At 100x load (1B QPS): The ranker saturates. Mitigation: two-stage distillation (train a lightweight student model from the heavy ranker; use the student for first-pass scoring, heavy ranker only for the top 100). Pre-compute recommendations for the top 10% of users during off-peak hours and serve from cache.

At 1000x load: The architecture shifts to edge-first: pre-render personalized feeds at CDN edge for high-engagement users. The origin becomes a slow-path fallback for cold users and fresh items only.

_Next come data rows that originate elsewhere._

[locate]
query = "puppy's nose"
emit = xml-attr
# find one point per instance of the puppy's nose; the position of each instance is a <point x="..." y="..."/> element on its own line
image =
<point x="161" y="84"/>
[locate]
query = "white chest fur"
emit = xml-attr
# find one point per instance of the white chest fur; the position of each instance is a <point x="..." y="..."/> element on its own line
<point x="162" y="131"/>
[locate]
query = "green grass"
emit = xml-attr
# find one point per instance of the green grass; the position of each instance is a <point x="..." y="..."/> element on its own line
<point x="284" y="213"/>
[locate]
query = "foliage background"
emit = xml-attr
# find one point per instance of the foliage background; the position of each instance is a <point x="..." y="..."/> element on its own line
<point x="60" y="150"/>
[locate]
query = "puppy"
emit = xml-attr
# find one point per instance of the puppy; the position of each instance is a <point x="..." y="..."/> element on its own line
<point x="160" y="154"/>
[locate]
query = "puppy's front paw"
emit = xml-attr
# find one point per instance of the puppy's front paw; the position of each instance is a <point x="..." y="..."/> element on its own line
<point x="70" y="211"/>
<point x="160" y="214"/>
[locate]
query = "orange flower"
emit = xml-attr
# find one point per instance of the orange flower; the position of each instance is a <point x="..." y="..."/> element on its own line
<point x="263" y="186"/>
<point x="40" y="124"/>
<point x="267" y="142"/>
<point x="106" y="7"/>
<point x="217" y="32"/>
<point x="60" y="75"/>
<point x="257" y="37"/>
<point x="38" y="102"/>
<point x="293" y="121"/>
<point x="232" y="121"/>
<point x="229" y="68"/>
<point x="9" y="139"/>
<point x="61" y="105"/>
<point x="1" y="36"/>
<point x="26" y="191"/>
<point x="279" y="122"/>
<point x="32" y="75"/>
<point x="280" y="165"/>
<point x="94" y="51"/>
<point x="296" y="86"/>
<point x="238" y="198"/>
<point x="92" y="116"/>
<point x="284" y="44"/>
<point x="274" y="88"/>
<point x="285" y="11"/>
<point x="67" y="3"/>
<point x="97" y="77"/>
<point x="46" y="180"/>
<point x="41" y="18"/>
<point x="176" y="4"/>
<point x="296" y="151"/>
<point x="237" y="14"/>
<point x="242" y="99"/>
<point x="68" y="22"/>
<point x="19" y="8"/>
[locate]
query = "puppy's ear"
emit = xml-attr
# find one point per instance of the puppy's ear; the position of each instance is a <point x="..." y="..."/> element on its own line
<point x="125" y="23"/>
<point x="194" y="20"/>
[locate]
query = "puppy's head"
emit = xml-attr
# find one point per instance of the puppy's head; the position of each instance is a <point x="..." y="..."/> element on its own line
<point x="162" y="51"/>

Failure mode: Feature store outage. Impact: ranker receives null features; scores become meaningless. Response: circuit breaker falls back to retrieval-only ordering (ANN scores without ranking). Detection: feature-fetch error rate exceeds 1%. Recovery: feature store replicas in multiple AZs; stale-cache fallback serves last-known features for up to 5 minutes.

Failure mode: ANN index corruption after nightly rebuild. Impact: retrieval returns irrelevant candidates. Detection: online metrics (CTR, watch time) drop within minutes of index deployment. Response: automated rollback to previous index version via canary deployment with engagement-metric gates.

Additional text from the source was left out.